Segundo a assessoria da PF, Godoy negou ter ido aos Correios no dia seguinte à publicação das denúncias pela revista Veja, em 14 de maio. No entanto, há registro de duas entradas de Godoy na empresa, uma pela manhã e outra à tarde.
A Veja divulgou esquema de corrupção nos Correios por meio de uma gravação em que o Mauricio Marinho, então chefe do Departamento de Contratação e Administração de Material da estatal, acerta pagamento de propina com representantes de uma empresa. Na conversa, Marinho recebe 3 mil reais e afirma que agia em nome do presidente do PTB, Roberto Jefferson (RJ).

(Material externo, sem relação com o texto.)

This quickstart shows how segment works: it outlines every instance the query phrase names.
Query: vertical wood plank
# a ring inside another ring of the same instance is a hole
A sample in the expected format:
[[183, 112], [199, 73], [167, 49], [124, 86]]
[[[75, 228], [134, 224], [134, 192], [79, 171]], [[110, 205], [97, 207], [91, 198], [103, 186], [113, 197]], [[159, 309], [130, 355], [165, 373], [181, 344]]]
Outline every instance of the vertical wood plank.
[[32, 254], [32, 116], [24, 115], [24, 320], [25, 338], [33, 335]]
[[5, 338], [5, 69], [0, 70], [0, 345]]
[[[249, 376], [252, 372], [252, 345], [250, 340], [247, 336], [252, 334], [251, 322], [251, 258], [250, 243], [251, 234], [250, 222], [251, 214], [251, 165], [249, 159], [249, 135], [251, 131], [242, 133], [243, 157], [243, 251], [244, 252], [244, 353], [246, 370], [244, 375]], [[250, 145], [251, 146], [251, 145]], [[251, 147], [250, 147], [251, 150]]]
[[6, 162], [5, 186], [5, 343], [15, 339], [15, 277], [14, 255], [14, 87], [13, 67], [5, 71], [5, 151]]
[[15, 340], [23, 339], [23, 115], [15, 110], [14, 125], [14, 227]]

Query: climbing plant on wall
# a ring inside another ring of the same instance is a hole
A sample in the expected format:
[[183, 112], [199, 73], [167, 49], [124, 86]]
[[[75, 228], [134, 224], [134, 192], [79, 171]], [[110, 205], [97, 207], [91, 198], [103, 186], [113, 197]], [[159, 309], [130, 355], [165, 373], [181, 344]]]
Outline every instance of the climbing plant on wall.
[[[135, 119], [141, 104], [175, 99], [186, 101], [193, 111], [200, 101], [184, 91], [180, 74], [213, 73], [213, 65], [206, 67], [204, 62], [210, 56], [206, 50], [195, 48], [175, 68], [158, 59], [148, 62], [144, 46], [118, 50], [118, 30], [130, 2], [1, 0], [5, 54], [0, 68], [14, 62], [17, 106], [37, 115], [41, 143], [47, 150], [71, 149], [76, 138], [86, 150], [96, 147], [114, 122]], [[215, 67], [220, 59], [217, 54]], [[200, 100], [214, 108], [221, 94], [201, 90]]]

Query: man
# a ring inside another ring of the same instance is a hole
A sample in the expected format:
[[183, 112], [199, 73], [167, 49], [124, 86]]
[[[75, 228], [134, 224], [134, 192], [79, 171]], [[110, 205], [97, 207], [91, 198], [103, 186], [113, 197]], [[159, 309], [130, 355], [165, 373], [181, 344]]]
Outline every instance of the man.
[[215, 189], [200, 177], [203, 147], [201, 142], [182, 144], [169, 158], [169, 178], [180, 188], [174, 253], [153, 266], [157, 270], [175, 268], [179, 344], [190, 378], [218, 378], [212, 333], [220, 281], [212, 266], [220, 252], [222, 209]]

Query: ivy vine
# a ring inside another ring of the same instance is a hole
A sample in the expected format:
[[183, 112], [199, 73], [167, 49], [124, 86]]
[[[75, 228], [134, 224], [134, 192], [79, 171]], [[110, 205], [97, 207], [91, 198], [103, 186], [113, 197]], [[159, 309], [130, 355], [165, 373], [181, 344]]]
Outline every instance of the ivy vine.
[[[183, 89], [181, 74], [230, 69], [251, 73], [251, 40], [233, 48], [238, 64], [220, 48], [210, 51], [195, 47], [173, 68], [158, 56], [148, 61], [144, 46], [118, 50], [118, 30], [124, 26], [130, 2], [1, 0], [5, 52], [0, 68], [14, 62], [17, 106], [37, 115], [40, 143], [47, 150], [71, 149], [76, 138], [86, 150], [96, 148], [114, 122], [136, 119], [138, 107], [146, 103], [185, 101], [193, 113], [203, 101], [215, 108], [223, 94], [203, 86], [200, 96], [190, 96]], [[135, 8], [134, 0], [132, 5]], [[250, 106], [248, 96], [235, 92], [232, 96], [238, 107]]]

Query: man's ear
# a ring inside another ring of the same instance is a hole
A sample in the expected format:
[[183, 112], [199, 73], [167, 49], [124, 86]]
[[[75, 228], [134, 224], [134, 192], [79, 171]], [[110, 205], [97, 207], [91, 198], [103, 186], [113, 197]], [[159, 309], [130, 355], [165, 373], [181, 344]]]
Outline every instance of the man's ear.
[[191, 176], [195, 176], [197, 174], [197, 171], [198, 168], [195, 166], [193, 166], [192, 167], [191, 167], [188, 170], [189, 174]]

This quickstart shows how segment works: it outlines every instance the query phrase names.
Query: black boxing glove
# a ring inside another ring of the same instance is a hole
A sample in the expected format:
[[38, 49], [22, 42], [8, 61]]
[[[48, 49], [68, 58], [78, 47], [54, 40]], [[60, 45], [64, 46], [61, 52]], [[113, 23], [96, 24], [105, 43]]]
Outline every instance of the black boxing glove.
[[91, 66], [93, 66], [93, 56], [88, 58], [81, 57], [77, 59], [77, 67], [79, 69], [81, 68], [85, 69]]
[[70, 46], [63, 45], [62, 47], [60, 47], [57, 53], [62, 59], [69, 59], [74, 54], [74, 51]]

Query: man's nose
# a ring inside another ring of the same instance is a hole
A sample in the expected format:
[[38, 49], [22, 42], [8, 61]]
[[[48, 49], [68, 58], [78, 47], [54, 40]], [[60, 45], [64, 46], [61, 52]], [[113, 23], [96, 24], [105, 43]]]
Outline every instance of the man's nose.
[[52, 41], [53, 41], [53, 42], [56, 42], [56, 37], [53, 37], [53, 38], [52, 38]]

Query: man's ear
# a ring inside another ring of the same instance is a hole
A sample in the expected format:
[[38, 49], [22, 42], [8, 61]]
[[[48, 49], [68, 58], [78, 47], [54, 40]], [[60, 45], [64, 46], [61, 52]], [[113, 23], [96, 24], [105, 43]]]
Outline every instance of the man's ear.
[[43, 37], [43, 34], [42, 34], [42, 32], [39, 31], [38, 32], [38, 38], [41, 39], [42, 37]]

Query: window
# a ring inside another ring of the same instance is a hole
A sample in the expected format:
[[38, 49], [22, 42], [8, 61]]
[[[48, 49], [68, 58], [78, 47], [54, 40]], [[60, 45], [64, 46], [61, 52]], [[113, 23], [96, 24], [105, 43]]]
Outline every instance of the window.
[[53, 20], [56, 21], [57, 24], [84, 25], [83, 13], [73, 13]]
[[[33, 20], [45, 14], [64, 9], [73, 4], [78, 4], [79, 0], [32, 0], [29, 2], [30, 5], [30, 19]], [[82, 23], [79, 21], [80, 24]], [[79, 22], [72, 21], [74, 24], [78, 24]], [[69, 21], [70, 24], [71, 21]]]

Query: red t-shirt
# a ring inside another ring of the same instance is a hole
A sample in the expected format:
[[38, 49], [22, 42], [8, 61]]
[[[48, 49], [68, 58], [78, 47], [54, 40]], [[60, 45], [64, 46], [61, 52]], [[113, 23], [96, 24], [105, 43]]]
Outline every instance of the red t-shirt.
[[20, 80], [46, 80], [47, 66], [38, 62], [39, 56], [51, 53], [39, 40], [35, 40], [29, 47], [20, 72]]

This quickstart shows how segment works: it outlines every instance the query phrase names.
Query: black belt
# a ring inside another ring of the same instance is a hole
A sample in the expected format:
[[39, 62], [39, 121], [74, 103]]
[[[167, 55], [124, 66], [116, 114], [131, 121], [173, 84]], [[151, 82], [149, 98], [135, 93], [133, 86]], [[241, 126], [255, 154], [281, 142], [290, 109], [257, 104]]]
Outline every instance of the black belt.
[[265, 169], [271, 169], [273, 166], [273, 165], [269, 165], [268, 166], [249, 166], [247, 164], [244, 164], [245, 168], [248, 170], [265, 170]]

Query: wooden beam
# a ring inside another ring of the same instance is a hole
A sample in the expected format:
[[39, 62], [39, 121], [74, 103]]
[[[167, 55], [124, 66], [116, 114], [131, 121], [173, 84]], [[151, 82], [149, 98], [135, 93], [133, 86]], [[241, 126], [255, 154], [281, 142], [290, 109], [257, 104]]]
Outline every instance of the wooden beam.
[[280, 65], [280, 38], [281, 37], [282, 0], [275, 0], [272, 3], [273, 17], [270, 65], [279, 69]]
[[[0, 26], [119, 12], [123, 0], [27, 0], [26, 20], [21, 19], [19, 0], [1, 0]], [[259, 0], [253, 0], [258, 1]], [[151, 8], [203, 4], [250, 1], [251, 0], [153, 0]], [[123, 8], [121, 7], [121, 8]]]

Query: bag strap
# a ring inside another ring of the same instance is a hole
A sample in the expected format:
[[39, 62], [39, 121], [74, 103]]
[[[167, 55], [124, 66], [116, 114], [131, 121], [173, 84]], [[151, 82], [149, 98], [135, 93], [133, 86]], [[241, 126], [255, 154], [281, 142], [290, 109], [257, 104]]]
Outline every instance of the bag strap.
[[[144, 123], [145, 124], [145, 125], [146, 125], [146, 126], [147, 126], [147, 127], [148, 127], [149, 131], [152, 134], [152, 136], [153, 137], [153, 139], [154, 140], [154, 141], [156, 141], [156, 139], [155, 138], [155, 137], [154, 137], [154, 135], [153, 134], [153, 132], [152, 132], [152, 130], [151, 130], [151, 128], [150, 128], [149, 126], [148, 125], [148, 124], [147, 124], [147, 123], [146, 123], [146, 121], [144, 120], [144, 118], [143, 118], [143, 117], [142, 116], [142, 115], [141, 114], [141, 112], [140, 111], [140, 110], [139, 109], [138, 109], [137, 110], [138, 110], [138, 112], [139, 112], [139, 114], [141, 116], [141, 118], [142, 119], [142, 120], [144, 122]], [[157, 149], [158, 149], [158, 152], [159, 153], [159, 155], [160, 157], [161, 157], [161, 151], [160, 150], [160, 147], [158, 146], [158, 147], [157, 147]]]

Marinho, que foi indiciado pelos mesmos crimes de Godoy após seu depoimento à PF em 24 de maio, afirmou que a citação ao deputado Roberto Jefferson foi apenas "uma bravata" e que os 3 mil reais seriam em troca de uma parceria com a suposta empresa.
O ex-diretor dos Correios, Antonio Osório Batista, também já prestou depoimento, disse desconhecer o esquema e não sofreu indiciamento.
O caso levou o Congresso a criar uma Comissão Parlamentar de Inquérito (CPI) que vem sendo abafada pelo governo.